La Juve che ha in testa Allegri da 6 mesi

di Jacopo Azzolini |

“Ho le idee chiare da 6 mesi sulla nuova Juventus”. Certificato quindi che già a dicembre Allegri  aveva bocciato la rosa della Juventus 2018-2019, appare chiaro come la scelta di rinnovargli il contratto (e aprire quindi un nuovo ciclo con lui) passerà da determinate garanzie tecniche in sede di mercato.
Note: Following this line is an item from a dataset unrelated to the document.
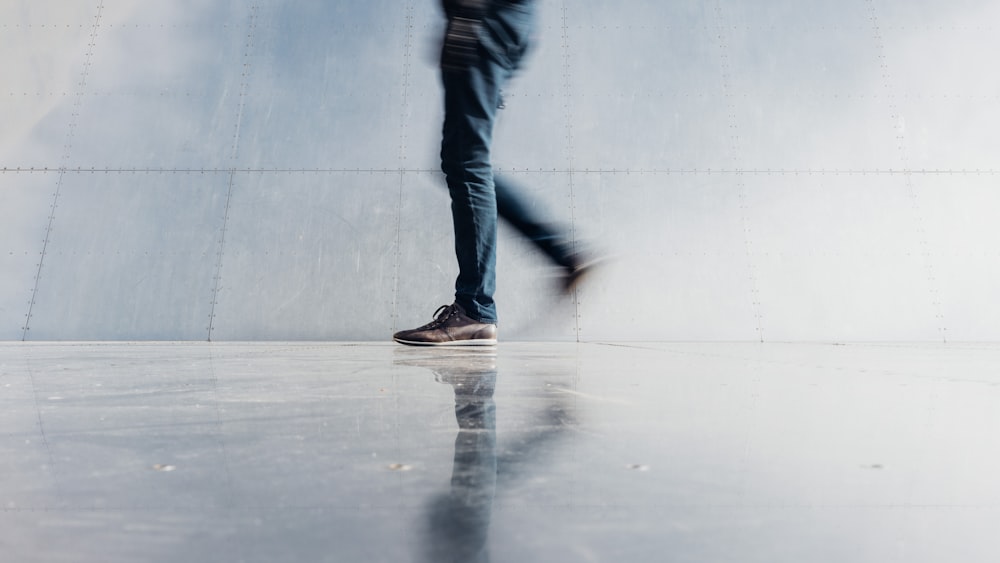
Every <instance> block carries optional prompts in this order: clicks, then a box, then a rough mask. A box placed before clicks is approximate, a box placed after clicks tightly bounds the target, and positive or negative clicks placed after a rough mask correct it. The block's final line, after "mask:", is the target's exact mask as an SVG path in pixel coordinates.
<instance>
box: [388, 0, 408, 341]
mask: <svg viewBox="0 0 1000 563" xmlns="http://www.w3.org/2000/svg"><path fill="white" fill-rule="evenodd" d="M404 26H405V28H406V39H405V43H404V45H403V92H402V101H401V105H402V107H401V108H400V120H399V121H400V133H399V156H398V158H399V194H398V199H397V201H396V232H395V235H394V244H395V246H396V249H395V259H394V260H393V267H392V326H391V328H390V332H396V327H397V326H398V325H399V267H400V263H399V262H400V260H401V259H402V249H401V248H400V236H401V229H402V222H403V189H404V185H405V184H406V172H407V167H406V156H407V146H408V137H407V135H408V131H407V120H408V119H409V113H410V75H411V72H412V52H413V1H412V0H410V1H408V2H407V3H406V15H405V22H404Z"/></svg>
In sintesi, si farà una squadra di suo gradimento seguendo le sue indicazioni, una netta novità rispetto al: “Compratemi giocatori di qualità, poi ci penso io a metterlo in campo”. La rivoluzione estiva, se di rivoluzione si può parlare, riguarderà quindi i calciatori e non lo staff tecnico, il contrario di quello che in molti si aspettavano dopo l’eliminazione con l’Ajax.

Su indicazione delle news raccolte da Luca Momblano, commentiamo l’undici della Juventus 2019-2020 che ha in mente Massimiliano Allegri. Szczesny; Can, Bonucci, Romagnoli; Cuadrado, Bentancur, Ndombélé, Pogba, Sandro; Icardi, Ronaldo.

 

Lasciando perdere la sorpresa che alcune assenze possono destare (Pjanic e, parzialmente, Cancelo su tutti: meno un Chiellini con sempre più incertezze fisiche) e l’emozione nel leggere il nome di Paul Pogba, viene subito da pensare che, tranne in alcune cose, è un tipo di squadra che rappresenta bene diverse idee calcistiche dell’allenatore. Soprattutto se si guarda la fisicità (e il talento) del centrocampo a 3, forse il reparto che più di tutti quest’anno ha sofferto.

Trapela che Allegri abbia già manifestato a dirigenza e giocatori la voglia di impostare Can come terzo difensore di destra, zona cui il tedesco può esprimersi al meglio nel calcio dell’allenatore. Osservando l’undici, questa soluzione dà flessibilità alla Juventus in fase di non possesso, c’è la possibilità di adottare più schieramenti nell’arco della stessa partita. L’ex Liverpool, come fatto in avvio di Inter-Juve, può infatti agire da difensore centrale (anche se Allegri ha detto che bisogna lavorarci molto), con uno schieramento a 5 in non possesso. Viceversa, Can può posizionarsi da mediano davanti alla difesa, con una retroguardia a 4 (e Cuadrado e Sandro terzini).

 

La difesa a 5 in avvio di Inter-Juve.

 

Palla al piede, per migliorare l’undici introdotto contro l’Atlético, è verosimile l’introduzione di un giocatore più muscolare di Pjanic come vertice basso. Il rombo arretrato darebbe tanta qualità in fase di impostazione  e la protezione dei 3 dietro – più Ndombelé – può tenere costantemente alti i laterali. Inoltre, se a destra un “accorciatore” come Can può alzare il recupero palla della Juve, sull’altro lato Romagnoli sa più difendere di posizione.

Tuttavia, è una formazione che lascia alcune perplessità se si pensa alle lacune della stagione scorsa e, più in generale del calcio di Allegri. La Juventus ha problemi giganteschi nella rifinitura interna, è una squadra che non passa quasi mai dal centro (anche perché non sa farlo e non è un aspetto a cui Allegri è molto interessato). Con Ronaldo e Icardi (coppia dalla compatibilità tutta da testare), la creatività dipenderebbe in toto da un Pogba a cui si affiderebbe una responsabilità gigantesca in avanti. Sostanzialmente, si chiederebbe al francese: “Pensaci tu”, sperando che possa rendere più efficiente da solo il gioco offensivo. C’è inoltre qualche dubbio sul fatto che Bentancur sia in grado di incidere come mezz’ala per come la intende Allegri: “Rodrigo deve migliorare in gol, assist e inserimenti”. Insomma, lo vuole incisivo nell’ultimo terzo. Oltre a queste perplessità, Ndombélé è tutto da verificare in un top club come vertice basso, mentre – da esterno a tutta fascia – Sandro sembra avere perso l’imprevedibilità e la potenza offensiva degli anni scorsi.

Ricapitolando, l’undici è sicuramente di livello, nel valore assoluto superiore rispetto a quello di quest’anno. Non è detto sia sufficiente (e strutturato) per risolvere i problemi tattici dell’ultima stagione, a causa di una evidente mancanza di creatività in avanti. Sarebbe un peccato prendere Pogba senza creare le condizioni per esaltare lui e la Juve.